Publish to ElasticSearch Application Bundle (Aspire 2)

From wiki.searchtechnologies.com
Revision as of 00:15, 9 December 2015 by Dherrera (talk | contribs)
(diff) ← Older revision | Latest revision (diff) | Newer revision → (diff)
Jump to: navigation, search

For Information on Aspire 3.1 Click Here


Publish to ElasticSearch Application Bundle (Aspire 2)
AppBundle Name  Publish To ElasticSearch
Maven Coordinates  com.searchtechnologies.aspire:app-publish-to-elasticsearch
Versions  2.2.2
Type Flags  job-input
Inputs  AspireObject from a connector's subjob with metadata and content extracted from a specific file/folder.
Outputs  A JSON transformation of the AspireObject sent to the ElasticSearch's bulk URL.
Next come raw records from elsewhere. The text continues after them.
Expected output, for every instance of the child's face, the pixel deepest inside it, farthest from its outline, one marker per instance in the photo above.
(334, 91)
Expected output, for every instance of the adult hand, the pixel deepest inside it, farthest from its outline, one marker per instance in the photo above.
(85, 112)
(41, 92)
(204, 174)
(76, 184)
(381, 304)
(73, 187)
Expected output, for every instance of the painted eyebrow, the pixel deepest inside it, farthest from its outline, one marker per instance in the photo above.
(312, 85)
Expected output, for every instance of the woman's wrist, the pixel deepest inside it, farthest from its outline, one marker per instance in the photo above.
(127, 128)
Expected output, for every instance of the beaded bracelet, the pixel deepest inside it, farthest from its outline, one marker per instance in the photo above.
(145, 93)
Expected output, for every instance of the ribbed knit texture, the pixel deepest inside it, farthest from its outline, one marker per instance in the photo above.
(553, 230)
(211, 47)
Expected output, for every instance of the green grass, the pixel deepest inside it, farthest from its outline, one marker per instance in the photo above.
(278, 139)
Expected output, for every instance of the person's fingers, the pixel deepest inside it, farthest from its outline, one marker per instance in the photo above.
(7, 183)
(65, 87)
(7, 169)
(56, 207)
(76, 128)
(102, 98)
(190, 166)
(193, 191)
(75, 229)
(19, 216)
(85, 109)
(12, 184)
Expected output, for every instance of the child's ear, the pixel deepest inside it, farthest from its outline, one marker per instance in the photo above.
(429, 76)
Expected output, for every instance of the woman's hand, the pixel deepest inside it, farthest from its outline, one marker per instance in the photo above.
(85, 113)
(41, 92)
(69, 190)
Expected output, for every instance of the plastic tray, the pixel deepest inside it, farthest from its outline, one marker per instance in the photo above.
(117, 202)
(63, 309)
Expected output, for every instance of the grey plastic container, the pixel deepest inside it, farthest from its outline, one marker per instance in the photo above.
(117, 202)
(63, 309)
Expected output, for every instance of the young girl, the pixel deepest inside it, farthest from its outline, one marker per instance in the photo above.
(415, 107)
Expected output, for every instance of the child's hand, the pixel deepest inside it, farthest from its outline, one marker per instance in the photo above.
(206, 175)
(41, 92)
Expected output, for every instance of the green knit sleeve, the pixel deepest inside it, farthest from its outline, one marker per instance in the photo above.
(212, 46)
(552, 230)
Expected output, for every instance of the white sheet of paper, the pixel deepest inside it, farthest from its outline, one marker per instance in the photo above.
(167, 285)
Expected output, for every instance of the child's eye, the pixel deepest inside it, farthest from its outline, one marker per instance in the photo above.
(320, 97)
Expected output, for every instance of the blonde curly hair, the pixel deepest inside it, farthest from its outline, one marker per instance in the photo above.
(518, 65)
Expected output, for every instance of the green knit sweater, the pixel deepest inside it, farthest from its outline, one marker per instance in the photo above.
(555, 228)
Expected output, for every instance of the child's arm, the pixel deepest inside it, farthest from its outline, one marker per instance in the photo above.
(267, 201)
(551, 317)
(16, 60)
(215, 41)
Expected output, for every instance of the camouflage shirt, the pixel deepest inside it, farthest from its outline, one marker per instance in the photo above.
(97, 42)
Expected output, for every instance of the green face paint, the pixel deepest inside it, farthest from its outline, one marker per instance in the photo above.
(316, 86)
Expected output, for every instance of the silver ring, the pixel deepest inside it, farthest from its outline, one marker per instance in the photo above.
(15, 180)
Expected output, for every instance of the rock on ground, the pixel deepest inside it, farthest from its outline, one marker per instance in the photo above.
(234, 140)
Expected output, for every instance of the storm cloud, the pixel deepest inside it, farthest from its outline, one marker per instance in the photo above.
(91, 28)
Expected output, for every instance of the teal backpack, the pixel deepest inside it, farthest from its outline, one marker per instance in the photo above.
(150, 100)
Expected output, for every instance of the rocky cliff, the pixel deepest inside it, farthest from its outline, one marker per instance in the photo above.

The Publish to ElasticSearch application performs content feeds to a ElasticSearch of metadata and content of files extracted by Aspire connectors. The feed to the ElasticSearch can be customized by editing the JSON transformation file provided by the user.


Configuration

This section lists all configuration parameters available to install the ElasticSearch Application Bundle.

Property Type Default Description
ElasticIndex string index1 Index to which the jobs are going to be published.
ElasticNoUrl boolean true Indicates if the publisher must use a Url or build one from the host and port entered.
ElasticPort interger 9200 ElasticSearch port where to send the feeds
ElasticHost string none ElasticSearch hostname or IP adress. e.g. server.domain.com
ElasticUrl string none Complete Url where the feeds are going to be send. e.g. http://localhost:9200/bulk_
aspireToElasticGroovy string ${appbundle.home}/config/groovy/aspireToElasticsearchBulk.groovy Location of the Groovy to transform the job data to a ElasticSearch feed. See Edit Groovy.
maxResults (2.1 Release)   int 1000000 (Index dump) How many documents can be fetched by the search engine for the same query
pageSize (2.1 Release)   int 10000 (Index dump) How many documents to fetch per page
urlField (2.1 Release)   string displayUrl (Index dump) Field used to store the url in the search engine
idField (2.1 Release)   string id (Index dump) Field used to store the id in the search engine.
timestampField (2.1 Release)   string submitTS (Index dump) The name of the timestamp field holding the index timestamp of every document.

Configuration Example

  <application config="com.searchtechnologies.aspire:app-publish-to-gsa">
    <properties>
      <ElasticIndex>index1</ElasticIndex>
      <ElasticNoUrl>true</ElasticNoUrl>
      <ElasticHost>localhost</ElasticHost>
      <ElasticPort>9200</ElasticPort>
      <aspireToElasticGroovy>${appbundle.home}/config/groovy/aspireToElasticsearchBulk.groovy</aspireToElasticGroovy>
      <debug>false</debug>
    </properties>
  </application>

Note: Any optional properties can be removed from the configuration to use the default value described on the table above.

Edit Groovy

The default Groovy transformation file can be found in File:AspireToElasticsearchBulk.groovy.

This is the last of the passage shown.